France Faces ‘Most Severe’ Drought as Heat Persists in Europe

France Faces ‘Most Severe’ Drought as Heat Persists in Europe

In Britain, although only two water companies have imposed a ban on outdoor hoses, others are already warning that restrictions could be brought in if the dry weather persists. The ban currently affects millions of people in southern England, barring them from cleaning cars, watering gardens or filling pools. Rule-breakers in some areas could be hit with a 1,000 pound fine, or about $1,200.

The drought has been particularly devastating for European agriculture, which was already suffering from an abnormally dry spring season, parching crops, making it harder to feed livestock and raising worries about reduced harvests.

This week, the European Union’s executive arm urged the bloc’s member states to reuse treated urban wastewater for farm irrigation.

“Freshwater resources are scarce and increasingly under pressure,” Virginijus Sinkevicius, a union environment commissioner, said in a statement, adding that “in times of unprecedented temperature peaks, we need to stop wasting water and use this resource more efficiently.”

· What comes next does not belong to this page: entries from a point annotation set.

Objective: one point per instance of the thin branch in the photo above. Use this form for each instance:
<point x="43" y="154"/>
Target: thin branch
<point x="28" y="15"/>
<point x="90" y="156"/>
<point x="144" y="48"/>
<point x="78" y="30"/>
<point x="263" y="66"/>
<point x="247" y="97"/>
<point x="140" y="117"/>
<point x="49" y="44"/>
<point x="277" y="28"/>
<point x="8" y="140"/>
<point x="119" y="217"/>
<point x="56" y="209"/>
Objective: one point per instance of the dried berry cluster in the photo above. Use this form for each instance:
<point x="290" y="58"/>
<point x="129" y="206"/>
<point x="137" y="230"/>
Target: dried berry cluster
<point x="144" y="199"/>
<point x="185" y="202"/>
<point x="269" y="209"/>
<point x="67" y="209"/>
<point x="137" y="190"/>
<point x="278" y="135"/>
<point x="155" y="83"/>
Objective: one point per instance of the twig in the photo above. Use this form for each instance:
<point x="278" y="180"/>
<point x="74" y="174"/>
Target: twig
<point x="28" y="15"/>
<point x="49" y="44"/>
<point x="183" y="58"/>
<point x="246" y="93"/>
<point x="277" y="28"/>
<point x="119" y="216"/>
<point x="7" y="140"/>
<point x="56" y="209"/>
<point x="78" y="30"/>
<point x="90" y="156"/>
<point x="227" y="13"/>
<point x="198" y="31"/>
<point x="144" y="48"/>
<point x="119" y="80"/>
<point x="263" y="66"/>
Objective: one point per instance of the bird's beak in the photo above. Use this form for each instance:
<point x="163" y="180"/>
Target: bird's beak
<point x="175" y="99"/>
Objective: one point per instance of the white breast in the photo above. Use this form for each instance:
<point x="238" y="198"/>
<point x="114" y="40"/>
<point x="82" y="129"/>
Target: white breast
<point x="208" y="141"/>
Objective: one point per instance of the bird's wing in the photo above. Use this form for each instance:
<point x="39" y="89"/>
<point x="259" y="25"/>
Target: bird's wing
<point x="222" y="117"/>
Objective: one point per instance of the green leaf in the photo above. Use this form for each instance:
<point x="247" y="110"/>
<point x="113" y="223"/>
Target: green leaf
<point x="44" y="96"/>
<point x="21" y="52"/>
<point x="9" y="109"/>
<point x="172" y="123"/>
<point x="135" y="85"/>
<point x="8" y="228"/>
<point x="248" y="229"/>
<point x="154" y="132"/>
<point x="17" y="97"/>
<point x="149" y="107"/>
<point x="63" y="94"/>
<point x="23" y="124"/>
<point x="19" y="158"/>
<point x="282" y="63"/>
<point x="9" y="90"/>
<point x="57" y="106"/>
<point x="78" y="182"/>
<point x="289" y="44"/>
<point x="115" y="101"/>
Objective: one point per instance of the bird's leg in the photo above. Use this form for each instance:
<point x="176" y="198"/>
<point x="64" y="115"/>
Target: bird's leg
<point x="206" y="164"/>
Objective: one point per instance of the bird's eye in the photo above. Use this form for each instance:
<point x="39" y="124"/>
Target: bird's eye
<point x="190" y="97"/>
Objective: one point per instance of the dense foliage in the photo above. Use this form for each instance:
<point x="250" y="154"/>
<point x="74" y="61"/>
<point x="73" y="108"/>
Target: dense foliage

In Italy, Coldiretti, a confederation of national agricultural producers, said last week that 250,000 farms were struggling because of the drought and soaring energy costs. One farmer out of 10 might never recover, the association said in a statement. On Thursday, the outgoing Italian government allocated some 200 million euros, or $204 million, to assist farmers.

But the drought has struck in other ways as well.

In the Italian town of Borgoforte, a few miles south of Mantua, an unexploded World War II-era bomb emerged from the Po riverbed as waters declined, forcing the evacuation this weekend of 3,000 residents, local news media reported.